Royal New Zealand Yacht Squadron general manager Hayden Porter confirmed the club had received a new challenge when speaking to Newstalk ZB yesterday afternoon, but would not say where the challenge had come from.
"We have received a challenge for the 37th America's Cup. There's a lot of details to come; discussions will evolve over the next few days, weeks and months and things will happen from there ... it was all done out on the water – all details will be revealed in the next wee while," Porter said.
There have been suggestions the challenge has come from the Royal Yacht Squadron from the United Kingdom, with RYS commodore James Sheldon in Auckland with his associates.

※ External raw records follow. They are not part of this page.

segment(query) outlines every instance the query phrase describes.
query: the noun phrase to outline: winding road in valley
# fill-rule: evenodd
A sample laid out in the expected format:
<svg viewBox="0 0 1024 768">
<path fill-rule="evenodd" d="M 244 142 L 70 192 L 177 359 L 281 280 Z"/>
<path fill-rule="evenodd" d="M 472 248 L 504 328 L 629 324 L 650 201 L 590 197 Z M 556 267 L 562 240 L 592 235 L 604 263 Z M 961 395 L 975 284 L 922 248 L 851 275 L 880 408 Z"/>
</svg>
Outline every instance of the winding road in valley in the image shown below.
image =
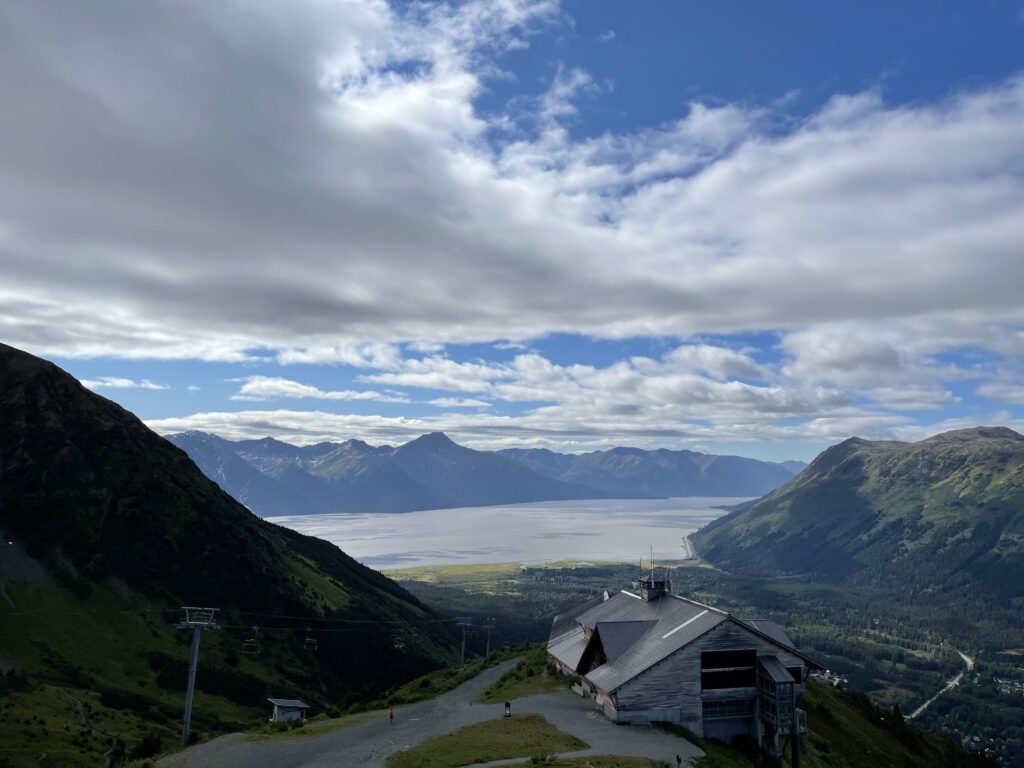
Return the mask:
<svg viewBox="0 0 1024 768">
<path fill-rule="evenodd" d="M 396 707 L 393 725 L 382 712 L 368 715 L 369 722 L 360 720 L 358 725 L 324 735 L 285 733 L 276 738 L 260 738 L 231 733 L 166 757 L 157 765 L 159 768 L 385 768 L 388 756 L 408 750 L 427 736 L 501 718 L 503 705 L 482 705 L 476 699 L 517 660 L 485 670 L 437 698 Z M 684 765 L 691 765 L 703 754 L 689 741 L 652 728 L 615 725 L 594 709 L 591 699 L 582 699 L 567 689 L 512 701 L 513 717 L 527 713 L 544 716 L 556 728 L 590 744 L 589 749 L 568 753 L 566 757 L 635 756 L 675 765 L 679 755 Z M 526 758 L 524 755 L 510 762 L 521 763 Z"/>
<path fill-rule="evenodd" d="M 951 680 L 948 680 L 946 682 L 945 686 L 942 688 L 942 690 L 940 690 L 938 693 L 936 693 L 930 699 L 928 699 L 927 701 L 925 701 L 925 703 L 923 703 L 916 710 L 914 710 L 909 715 L 907 715 L 906 716 L 907 720 L 913 720 L 921 713 L 923 713 L 925 710 L 927 710 L 928 707 L 929 707 L 929 705 L 931 705 L 935 699 L 937 699 L 943 693 L 948 693 L 953 688 L 955 688 L 957 685 L 959 685 L 959 681 L 964 679 L 964 676 L 965 675 L 969 675 L 971 673 L 971 671 L 974 669 L 974 659 L 971 658 L 971 656 L 969 656 L 967 653 L 965 653 L 962 650 L 958 650 L 956 652 L 959 653 L 961 658 L 964 659 L 964 669 L 961 670 L 959 674 L 956 675 L 956 677 L 952 678 Z"/>
</svg>

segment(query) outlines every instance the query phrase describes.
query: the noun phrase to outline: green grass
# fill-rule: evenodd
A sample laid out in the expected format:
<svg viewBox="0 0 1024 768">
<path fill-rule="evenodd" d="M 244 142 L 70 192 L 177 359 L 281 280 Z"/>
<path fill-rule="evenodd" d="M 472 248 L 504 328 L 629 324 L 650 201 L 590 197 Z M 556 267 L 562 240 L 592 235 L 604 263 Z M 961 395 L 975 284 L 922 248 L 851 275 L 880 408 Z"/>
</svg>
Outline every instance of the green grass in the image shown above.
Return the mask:
<svg viewBox="0 0 1024 768">
<path fill-rule="evenodd" d="M 529 646 L 516 646 L 502 648 L 500 651 L 492 653 L 484 658 L 477 656 L 466 662 L 465 667 L 445 667 L 440 670 L 428 672 L 426 675 L 412 680 L 404 685 L 395 688 L 389 693 L 375 701 L 372 707 L 393 707 L 397 705 L 416 703 L 426 701 L 428 698 L 435 698 L 442 693 L 455 690 L 468 680 L 472 680 L 484 670 L 490 669 L 502 662 L 522 655 L 527 652 Z"/>
<path fill-rule="evenodd" d="M 374 720 L 387 720 L 387 710 L 374 710 L 372 712 L 357 712 L 354 715 L 344 715 L 340 718 L 329 718 L 326 715 L 317 715 L 312 720 L 305 722 L 299 728 L 275 728 L 274 723 L 264 723 L 254 731 L 248 731 L 245 735 L 249 741 L 289 741 L 303 738 L 314 738 L 326 736 L 330 733 L 356 728 Z"/>
<path fill-rule="evenodd" d="M 565 687 L 565 680 L 557 677 L 548 658 L 548 649 L 536 645 L 513 669 L 480 694 L 481 703 L 501 703 L 523 696 L 548 693 Z"/>
<path fill-rule="evenodd" d="M 388 758 L 388 768 L 458 768 L 506 758 L 528 758 L 586 750 L 540 715 L 486 720 L 443 736 L 431 736 Z"/>
<path fill-rule="evenodd" d="M 654 727 L 674 736 L 685 738 L 703 752 L 703 756 L 697 758 L 696 762 L 693 763 L 694 768 L 751 768 L 751 766 L 756 765 L 737 750 L 726 746 L 719 741 L 700 738 L 693 731 L 681 725 L 654 723 Z"/>
<path fill-rule="evenodd" d="M 519 765 L 543 765 L 547 768 L 675 768 L 672 763 L 664 760 L 625 758 L 614 755 L 601 755 L 594 758 L 551 758 L 544 762 L 527 761 Z"/>
</svg>

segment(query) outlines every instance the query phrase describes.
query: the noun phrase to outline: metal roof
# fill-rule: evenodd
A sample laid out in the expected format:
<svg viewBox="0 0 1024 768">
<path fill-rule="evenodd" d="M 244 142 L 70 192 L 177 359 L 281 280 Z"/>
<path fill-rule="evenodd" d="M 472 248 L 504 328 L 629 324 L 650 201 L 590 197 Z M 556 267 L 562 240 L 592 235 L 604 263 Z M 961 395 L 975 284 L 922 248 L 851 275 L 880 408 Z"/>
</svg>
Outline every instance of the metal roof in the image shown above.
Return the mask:
<svg viewBox="0 0 1024 768">
<path fill-rule="evenodd" d="M 656 622 L 598 622 L 595 632 L 608 664 L 613 663 L 639 640 Z"/>
<path fill-rule="evenodd" d="M 776 643 L 781 643 L 788 647 L 793 647 L 793 640 L 785 634 L 785 631 L 779 627 L 774 622 L 769 622 L 767 618 L 744 618 L 743 624 L 753 627 L 755 630 L 760 632 L 762 635 L 767 635 Z"/>
<path fill-rule="evenodd" d="M 548 643 L 548 653 L 570 670 L 575 670 L 586 648 L 587 636 L 580 625 L 577 625 L 573 632 L 563 633 L 561 637 Z"/>
<path fill-rule="evenodd" d="M 596 597 L 593 600 L 573 608 L 572 610 L 567 610 L 564 613 L 556 615 L 551 621 L 551 632 L 548 635 L 548 647 L 550 648 L 552 644 L 557 642 L 563 635 L 575 632 L 580 628 L 580 622 L 577 621 L 577 617 L 586 610 L 593 608 L 595 605 L 600 605 L 607 600 L 607 594 L 608 593 L 605 592 L 599 597 Z"/>
<path fill-rule="evenodd" d="M 793 675 L 782 666 L 778 656 L 758 656 L 758 666 L 773 683 L 792 683 Z"/>
<path fill-rule="evenodd" d="M 266 699 L 275 707 L 288 707 L 292 710 L 308 710 L 309 705 L 298 698 L 268 698 Z"/>
<path fill-rule="evenodd" d="M 796 653 L 811 667 L 820 666 L 794 648 L 793 641 L 774 622 L 760 618 L 744 622 L 718 608 L 671 593 L 643 600 L 626 590 L 607 600 L 591 601 L 555 616 L 548 651 L 566 667 L 575 669 L 587 648 L 585 629 L 596 631 L 607 663 L 585 677 L 601 690 L 611 693 L 726 621 L 733 621 Z M 785 671 L 781 663 L 779 667 Z M 785 675 L 786 680 L 792 681 L 790 673 Z"/>
<path fill-rule="evenodd" d="M 721 611 L 677 600 L 672 595 L 660 598 L 658 603 L 668 604 L 663 605 L 663 614 L 650 629 L 622 656 L 591 671 L 587 679 L 610 693 L 729 617 Z"/>
</svg>

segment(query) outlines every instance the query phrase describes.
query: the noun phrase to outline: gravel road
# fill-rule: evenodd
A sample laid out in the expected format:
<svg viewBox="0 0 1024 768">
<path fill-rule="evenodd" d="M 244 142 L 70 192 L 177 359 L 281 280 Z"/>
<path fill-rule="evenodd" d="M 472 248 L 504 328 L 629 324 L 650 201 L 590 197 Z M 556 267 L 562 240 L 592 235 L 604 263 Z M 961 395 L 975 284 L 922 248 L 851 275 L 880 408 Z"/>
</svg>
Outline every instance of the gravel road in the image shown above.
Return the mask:
<svg viewBox="0 0 1024 768">
<path fill-rule="evenodd" d="M 379 720 L 308 738 L 256 740 L 232 733 L 164 758 L 157 765 L 160 768 L 385 768 L 389 755 L 408 750 L 427 736 L 502 717 L 503 705 L 474 701 L 515 664 L 515 660 L 505 662 L 429 701 L 395 708 L 394 725 L 387 722 L 385 713 Z M 589 750 L 571 753 L 572 757 L 626 755 L 668 760 L 675 765 L 676 755 L 680 755 L 689 765 L 702 754 L 689 741 L 651 728 L 614 725 L 594 710 L 593 701 L 581 699 L 568 690 L 512 702 L 513 717 L 527 713 L 543 715 L 555 727 L 591 745 Z M 493 765 L 510 762 L 516 761 Z"/>
</svg>

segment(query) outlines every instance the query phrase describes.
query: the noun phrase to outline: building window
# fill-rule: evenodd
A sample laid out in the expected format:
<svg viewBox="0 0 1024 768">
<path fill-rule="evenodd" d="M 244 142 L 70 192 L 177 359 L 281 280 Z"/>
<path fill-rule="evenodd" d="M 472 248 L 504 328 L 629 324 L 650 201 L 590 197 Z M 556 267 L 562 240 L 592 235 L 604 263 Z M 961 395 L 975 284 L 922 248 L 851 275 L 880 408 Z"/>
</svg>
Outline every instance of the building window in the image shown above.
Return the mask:
<svg viewBox="0 0 1024 768">
<path fill-rule="evenodd" d="M 756 650 L 706 650 L 700 654 L 700 687 L 753 688 L 757 685 Z"/>
<path fill-rule="evenodd" d="M 740 698 L 733 701 L 705 701 L 701 709 L 705 720 L 752 718 L 754 717 L 754 699 Z"/>
</svg>

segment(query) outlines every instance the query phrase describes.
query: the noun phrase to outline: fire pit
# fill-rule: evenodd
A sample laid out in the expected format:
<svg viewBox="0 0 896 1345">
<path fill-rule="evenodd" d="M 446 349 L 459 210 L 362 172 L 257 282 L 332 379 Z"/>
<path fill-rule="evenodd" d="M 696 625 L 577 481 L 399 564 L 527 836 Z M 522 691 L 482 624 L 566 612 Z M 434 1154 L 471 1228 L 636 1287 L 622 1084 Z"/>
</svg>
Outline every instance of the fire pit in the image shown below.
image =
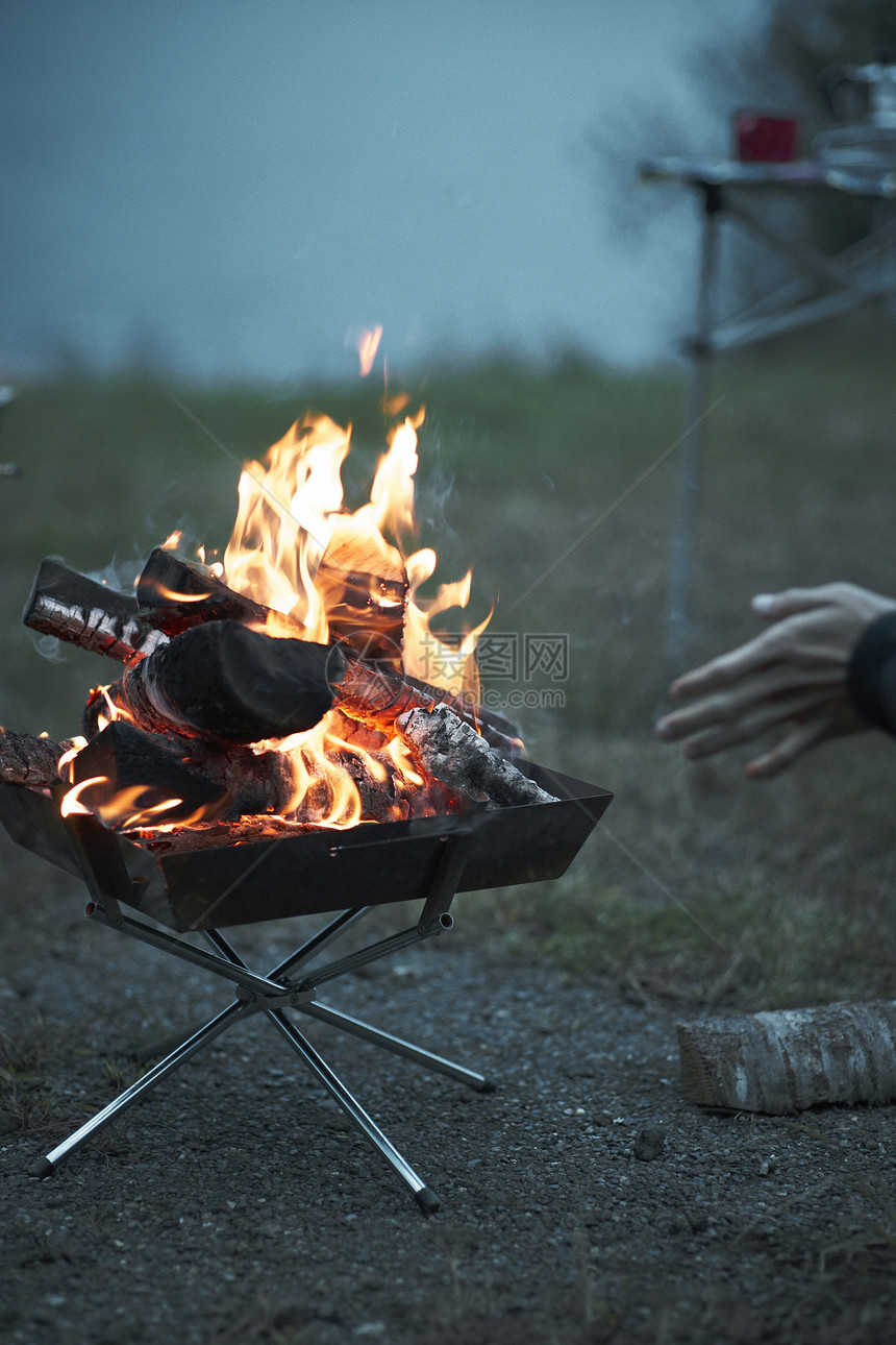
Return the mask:
<svg viewBox="0 0 896 1345">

As first reported by the New Zealand Herald yesterday, the RYS is the preferred Challenger for the next regatta - which means that Ben Ainslie's Ineos Team UK would be in line to represent COR in the next Cup.
Porter said there was exchange between "the two commodores" which suggests it was Sheldon and RNZYS commodore Aaron Young.
The process of agreeing terms with the next Challenger of Record is remarkably swift - as the deed of gift allows for any other yacht club to put in a challenge, that must be accepted should it be considered "legitimate" - and it will be no different in this case.
"It's one of those traditions that is pretty special about the Cup; that they must receive a challenge and it must be accepted," Porter said.
"There's a protocol that goes with it; it gets handed over literally at the second it happens. In the old days, things used to get thrown on to boats. Here at the club, we have some protocols that go around it where our email servers get shut down, our phones get shut down, the doors get locked and things like that so it can't be challenged that another challenge has been received. We've done it a few times, so we know the drill."
Earlier on Wednesday, the Herald reported that Team New Zealand are understood to be considering a radical proposal for the next America's Cup defence - a one-off defence against Ineos Team UK excluding other challengers on the Isle of Wight next year.
That would return to the Cup to its original home, where the Americans won the first regatta back in 1851.